FIGURE 3.

Mincle signal-dependent release of IL-1β-containing sEVs from hepatic macrophages requires GSDMD. (A–D) immortalized murine KCs (imKCs) were transfected with small hairpin RNA to knockdown Gsdmd or Mincle and then primed overnight with 100 pg/mL LPS followed by stimulation with 20 µg/mL GluCer or 2 µg/mL TDB for 12 hours. (A) sEVs released from imKC were quantified by ZetaView and visualized by electron microscopy. (B) Western analysis of sEVs from WT and Gsdmd KD imKCs using antibodies against the indicated proteins (Rec: recombinant protein as + control; p: precursor; m: mature IL-1β or IL-18). Note: For all western using sEVs, sEVs isolated from an equal volume of cell culture media were loaded in gels; sEVs were not normalized for particle number. (C) IL-1β was immunoprecipitated from WT and Gsdmd-KD imKC culture media followed by western analyses with antibodies against the indicated proteins. (D) IL-1β was immunoprecipitated from the cell culture media from WT and Gsdmd-KD imKCs and probed with antibodies to IL-1β or ubiquitin under denaturing conditions. (E) Primary KC isolated from heterozygous littermates, and Gsdmd ^−/− mice were primed overnight with 100 pg/mL LPS followed by stimulation with 20 µg/mL GluCer or 2 µg/mL TDB for 12 hours.
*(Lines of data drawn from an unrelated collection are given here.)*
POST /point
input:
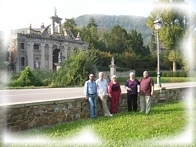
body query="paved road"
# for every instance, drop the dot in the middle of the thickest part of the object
(47, 94)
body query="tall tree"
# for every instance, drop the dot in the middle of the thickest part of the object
(116, 40)
(71, 24)
(135, 43)
(175, 26)
(92, 23)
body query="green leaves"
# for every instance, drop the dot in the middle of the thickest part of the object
(76, 69)
(165, 120)
(27, 78)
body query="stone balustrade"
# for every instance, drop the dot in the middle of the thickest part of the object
(44, 114)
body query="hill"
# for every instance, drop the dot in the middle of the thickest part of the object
(107, 22)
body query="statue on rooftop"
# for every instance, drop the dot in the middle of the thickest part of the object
(112, 61)
(55, 11)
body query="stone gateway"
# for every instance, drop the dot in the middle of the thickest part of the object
(41, 48)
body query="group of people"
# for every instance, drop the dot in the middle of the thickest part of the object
(100, 88)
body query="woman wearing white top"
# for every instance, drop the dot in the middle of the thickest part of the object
(102, 92)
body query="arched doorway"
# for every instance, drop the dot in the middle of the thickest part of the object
(55, 57)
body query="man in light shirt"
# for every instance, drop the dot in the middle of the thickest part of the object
(102, 92)
(90, 92)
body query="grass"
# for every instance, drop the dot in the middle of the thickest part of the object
(164, 79)
(123, 129)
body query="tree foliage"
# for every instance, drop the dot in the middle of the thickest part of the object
(27, 78)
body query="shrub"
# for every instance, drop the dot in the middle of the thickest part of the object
(183, 74)
(152, 73)
(75, 70)
(164, 74)
(27, 78)
(176, 74)
(169, 73)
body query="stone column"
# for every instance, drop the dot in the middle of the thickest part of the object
(52, 26)
(42, 47)
(112, 68)
(59, 28)
(30, 55)
(65, 52)
(50, 58)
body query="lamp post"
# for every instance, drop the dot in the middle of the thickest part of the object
(157, 26)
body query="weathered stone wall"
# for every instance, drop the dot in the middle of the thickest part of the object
(35, 115)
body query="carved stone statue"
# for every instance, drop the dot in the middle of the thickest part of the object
(55, 11)
(60, 57)
(112, 61)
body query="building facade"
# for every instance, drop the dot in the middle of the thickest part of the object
(44, 48)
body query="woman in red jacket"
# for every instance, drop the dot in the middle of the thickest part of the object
(114, 92)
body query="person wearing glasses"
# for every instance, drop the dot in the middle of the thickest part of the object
(90, 92)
IL-1β was immunoprecipitated from culture media and analyzed by western blot as in (C). (F) Expression vectors containing WT Gsdmd or D276A mutated Gsdmd were transfected into Gsdmd-KD imKCs, then primed with 100 pg/mL LPS overnight, and stimulated with 20 µg/mL GluCer or 2 µg/mL TDB for 12 hours. Cell lysates and culture medium were collected for western analyses for indicated proteins. N=3 independent experiments. Data were represent mean±SEM. One way ANOVA ***p < 0.001. Abbreviations: GluCer, glucosylceramide; GSDMD, gasdermin D; Gsdmd-KD knocked down Gsdmd; LPS, lipopolysaccharide; Mincle-KD, knocked down Mincle; sEVs, small extracellular vesicles; TDB, trehalose-6,6-dibehenate; WT, wild-type.